So to the Marquess, who, though no statesman and no idealist, yet was shrewd enough in a worldly way, did Lord Falkland's attempt to make peace among the factions appear.
He took a half-laughing leave of the Viscount, and, kissing the King's hand, retired.
Charles picked up a small black leather portfolio from his bureau and began turning over the sketches it contained; they were Italian drawings recently brought by the Earl of Arundel from Rome, and the King glanced at them with real pleasure and relief. They were to his distracted mind what wine and gaiety would be to other men.

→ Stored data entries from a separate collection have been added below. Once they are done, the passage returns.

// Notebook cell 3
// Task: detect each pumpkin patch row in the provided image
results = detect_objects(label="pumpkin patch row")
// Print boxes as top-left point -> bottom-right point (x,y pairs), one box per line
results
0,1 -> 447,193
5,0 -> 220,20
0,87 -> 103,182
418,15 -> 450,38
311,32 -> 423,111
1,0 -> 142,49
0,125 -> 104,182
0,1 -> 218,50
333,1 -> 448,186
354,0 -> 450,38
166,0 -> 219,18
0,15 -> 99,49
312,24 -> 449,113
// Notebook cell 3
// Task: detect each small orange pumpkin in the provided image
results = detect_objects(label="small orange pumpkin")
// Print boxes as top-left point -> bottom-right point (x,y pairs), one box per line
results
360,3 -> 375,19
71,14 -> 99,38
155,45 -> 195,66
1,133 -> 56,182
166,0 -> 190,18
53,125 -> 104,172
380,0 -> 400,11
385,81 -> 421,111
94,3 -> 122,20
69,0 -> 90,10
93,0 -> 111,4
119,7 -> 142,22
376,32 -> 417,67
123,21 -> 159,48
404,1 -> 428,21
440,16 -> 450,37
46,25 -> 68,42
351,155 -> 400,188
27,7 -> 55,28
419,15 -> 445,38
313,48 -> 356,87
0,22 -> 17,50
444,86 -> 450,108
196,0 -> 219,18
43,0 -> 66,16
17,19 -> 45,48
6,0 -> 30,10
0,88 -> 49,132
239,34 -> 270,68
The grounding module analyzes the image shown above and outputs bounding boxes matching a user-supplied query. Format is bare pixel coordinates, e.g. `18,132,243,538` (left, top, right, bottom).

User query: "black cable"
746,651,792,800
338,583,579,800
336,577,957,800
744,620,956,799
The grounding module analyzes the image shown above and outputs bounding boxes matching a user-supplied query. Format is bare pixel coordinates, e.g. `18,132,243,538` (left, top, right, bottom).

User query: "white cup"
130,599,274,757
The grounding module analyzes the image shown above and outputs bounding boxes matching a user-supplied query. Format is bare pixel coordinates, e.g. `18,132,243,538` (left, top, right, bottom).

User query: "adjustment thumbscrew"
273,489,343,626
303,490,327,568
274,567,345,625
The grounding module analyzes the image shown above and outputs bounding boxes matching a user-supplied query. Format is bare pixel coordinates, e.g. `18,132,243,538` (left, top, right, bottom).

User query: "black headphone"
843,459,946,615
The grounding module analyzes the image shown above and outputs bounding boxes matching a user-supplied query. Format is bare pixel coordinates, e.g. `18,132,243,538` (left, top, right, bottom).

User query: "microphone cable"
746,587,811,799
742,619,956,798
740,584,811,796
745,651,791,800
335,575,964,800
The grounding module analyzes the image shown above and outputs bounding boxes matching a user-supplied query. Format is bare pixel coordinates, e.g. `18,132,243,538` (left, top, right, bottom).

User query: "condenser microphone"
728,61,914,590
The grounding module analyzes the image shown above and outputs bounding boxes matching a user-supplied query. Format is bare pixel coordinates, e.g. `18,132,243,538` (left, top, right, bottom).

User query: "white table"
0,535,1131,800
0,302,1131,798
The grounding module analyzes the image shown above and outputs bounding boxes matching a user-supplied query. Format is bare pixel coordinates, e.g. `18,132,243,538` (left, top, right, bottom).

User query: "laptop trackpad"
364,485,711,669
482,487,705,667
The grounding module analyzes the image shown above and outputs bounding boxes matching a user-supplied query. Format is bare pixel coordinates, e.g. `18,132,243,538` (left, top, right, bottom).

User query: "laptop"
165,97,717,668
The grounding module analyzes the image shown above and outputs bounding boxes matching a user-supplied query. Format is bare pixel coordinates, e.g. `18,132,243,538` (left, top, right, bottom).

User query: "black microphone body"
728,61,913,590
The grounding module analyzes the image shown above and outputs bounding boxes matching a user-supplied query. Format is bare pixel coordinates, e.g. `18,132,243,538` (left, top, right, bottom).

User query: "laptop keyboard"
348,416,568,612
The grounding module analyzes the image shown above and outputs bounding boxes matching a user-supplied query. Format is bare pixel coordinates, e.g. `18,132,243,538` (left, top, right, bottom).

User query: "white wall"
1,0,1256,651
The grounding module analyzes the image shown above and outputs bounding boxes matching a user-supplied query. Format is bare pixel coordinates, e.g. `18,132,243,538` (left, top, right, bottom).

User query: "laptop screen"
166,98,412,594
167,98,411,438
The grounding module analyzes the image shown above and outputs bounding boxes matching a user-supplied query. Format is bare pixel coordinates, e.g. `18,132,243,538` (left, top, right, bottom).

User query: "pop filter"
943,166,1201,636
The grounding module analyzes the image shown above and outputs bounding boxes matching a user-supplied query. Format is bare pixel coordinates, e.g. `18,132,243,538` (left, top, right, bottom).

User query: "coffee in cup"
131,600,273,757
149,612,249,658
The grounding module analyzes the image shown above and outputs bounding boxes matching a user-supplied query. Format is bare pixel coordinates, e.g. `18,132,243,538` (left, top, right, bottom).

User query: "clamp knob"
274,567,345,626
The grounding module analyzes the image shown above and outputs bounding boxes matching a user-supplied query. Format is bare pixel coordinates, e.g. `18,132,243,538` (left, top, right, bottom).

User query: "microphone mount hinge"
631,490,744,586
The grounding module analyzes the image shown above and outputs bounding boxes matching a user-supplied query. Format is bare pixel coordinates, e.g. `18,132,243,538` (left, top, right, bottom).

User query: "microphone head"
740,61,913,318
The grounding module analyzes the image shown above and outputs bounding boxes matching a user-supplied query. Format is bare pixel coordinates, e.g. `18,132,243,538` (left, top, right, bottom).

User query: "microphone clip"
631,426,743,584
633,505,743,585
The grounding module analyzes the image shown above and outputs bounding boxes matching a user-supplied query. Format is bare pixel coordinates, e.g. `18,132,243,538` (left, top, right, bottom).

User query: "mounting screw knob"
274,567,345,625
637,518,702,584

Lucius Carey, my Lord Falkland, with a look of anxiety on his beautiful face, waited for him to speak.
"Mr. Pym," said Charles at length, gazing at a little drawing in bistre of a rocky landscape with trees, "did make some discourse with me on the government of England."
"Was his speech such as to please Your Majesty?" asked the Viscount eagerly.
"Please me?" repeated the King, keeping his voice steady, but the paper in his hand fluttering from the nervous shaking of his wrist. "He wished to discuss matters with me as if we were two stewards set over an estate—not as if we were King and subject. Yet I do not doubt that he is a man of influence and one full of expedients and devices."
"He is honest," said my lord, "and of great power, and it is most necessary that Your Majesty should consider him and his party."
"Have I not," asked the King with subdued violence, "considered them?"